Well, Dennet has a case. First, he believes that the metaphysical definition of free will –a will that is uncaused and undetermined– is meaningless. Why? Because it obviously doesn’t exist. It’s like arguing about whether unicorns exist or not. There is nothing to argue. The case is closed. Let’s move on. Let’s replace this stupid definition with an ethical definition of free will. Second, Dennett makes the claim that, if we probe deeper into our psychology, the one we truly care about is the ethical definition. Often the positions in which we claim to believe do not necessarily coincide with what we actually believe. For example, many pro-lifers believe that abortion is murder. Yet, when you ask them if the mother is a murderer for having aborted the baby, many of them believe that it is wrong to call the mother a murderer. When you probe deeper into one’s belief system, you often find more than what they seem to suggest in the surface. This just might be the case with free will. People might claim to be concerned with the metaphysical definition, but when we probe deeper they might actually care more about the ethical definition. There are clever ways to devise experiments to see if one truly cares about the latter or the former definition of free will. Rather than asking, straight ahead, do you believe in the metaphysical or ethical free will, we could ask them whether the consequences of either are troublesome or not. It’s better to do this because these terms are so loaded with biases and tribalism –like abortion– it gets in the way of seeing what people truly care about.

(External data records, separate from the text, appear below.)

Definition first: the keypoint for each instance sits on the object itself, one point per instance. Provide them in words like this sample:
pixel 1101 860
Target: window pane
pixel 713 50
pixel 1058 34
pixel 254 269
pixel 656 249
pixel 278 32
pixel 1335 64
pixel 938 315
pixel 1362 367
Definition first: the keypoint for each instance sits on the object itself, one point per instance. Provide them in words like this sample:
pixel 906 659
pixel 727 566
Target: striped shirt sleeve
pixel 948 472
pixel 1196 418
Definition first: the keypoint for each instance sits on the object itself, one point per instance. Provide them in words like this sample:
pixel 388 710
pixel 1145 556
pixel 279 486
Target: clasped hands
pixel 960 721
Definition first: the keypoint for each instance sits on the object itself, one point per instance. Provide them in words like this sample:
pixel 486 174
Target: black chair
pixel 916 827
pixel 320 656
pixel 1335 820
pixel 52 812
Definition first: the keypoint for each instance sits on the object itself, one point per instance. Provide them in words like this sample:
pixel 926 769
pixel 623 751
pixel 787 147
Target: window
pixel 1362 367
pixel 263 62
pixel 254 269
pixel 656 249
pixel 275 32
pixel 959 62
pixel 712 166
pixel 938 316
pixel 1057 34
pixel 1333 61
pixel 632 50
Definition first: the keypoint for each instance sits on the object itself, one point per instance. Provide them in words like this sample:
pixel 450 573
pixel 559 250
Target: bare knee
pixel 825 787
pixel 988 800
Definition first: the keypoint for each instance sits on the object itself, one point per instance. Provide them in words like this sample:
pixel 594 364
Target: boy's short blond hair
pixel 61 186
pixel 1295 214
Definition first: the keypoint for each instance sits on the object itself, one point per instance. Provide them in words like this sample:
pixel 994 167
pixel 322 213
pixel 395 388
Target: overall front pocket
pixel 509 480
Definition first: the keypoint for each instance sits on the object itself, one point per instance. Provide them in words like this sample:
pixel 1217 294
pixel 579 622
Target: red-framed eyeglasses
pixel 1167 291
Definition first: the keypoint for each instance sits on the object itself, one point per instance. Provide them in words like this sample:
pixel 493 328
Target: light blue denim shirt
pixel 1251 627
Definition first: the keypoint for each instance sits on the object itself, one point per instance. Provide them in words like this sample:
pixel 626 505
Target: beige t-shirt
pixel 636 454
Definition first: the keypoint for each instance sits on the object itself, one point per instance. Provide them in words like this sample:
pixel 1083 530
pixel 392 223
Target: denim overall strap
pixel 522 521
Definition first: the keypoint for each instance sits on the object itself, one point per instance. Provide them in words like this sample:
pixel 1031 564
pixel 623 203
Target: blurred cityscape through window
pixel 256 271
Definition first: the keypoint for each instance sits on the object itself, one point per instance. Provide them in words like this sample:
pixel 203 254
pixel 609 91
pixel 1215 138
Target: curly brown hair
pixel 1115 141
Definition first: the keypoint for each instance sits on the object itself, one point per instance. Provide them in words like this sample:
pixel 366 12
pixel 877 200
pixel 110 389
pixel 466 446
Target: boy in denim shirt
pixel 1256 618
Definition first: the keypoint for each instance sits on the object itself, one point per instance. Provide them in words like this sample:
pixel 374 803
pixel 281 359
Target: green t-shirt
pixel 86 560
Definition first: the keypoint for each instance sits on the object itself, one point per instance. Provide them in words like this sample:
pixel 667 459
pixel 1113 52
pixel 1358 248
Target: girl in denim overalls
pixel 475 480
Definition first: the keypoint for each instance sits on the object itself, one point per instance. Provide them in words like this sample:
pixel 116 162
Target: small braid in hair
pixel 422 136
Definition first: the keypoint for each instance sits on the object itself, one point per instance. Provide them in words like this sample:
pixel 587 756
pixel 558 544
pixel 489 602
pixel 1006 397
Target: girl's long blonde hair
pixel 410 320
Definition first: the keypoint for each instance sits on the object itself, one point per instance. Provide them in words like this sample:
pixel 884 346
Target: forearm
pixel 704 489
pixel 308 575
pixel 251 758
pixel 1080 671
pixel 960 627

So who’s right? I lean more towards compabilism –also known as Daniel Dennett’s position. I think the metaphysical debate is fruitless. There is no God, there is no will outside the constraints of the physical world. Let’s move on. I know that this may sound deflationary, and that Sam Harris might be right in that people do truly care about the libertarian definition of free will even if it were false. Well, I wouldn’t be so hasty. Such claims ultimately are determined by empirical data. If it turns out that people care more about the metaphysical definition of free will, then we might just have to stick with it. If it turns out that we, in fact, care more about the ethical definition of free will, then Dennett is right –we should replace the metaphysical with the ethical.
Addendum: I forgot to mention the fact that the ethical definition of free will is used quite often in ordinary language. When one claims: “did you go with him of your own free will?” This person is obviously not asking whether their friend was free from the laws of physics. They’re asking whether their friend wasn’t coerced by another person. I’m sure you can think of many other examples and that is evidence for the fact that the metaphysical definition of free will isn’t as overwhelmingly dominant as Sam Harris often makes it out to be. I don’t think such thought experiments are sufficient to conclude that the ethical definition means more to us. But they do hint at the unwarranted assumption that the metaphysical definition is overwhelmingly used – we actually use the ethical definition quite a lot.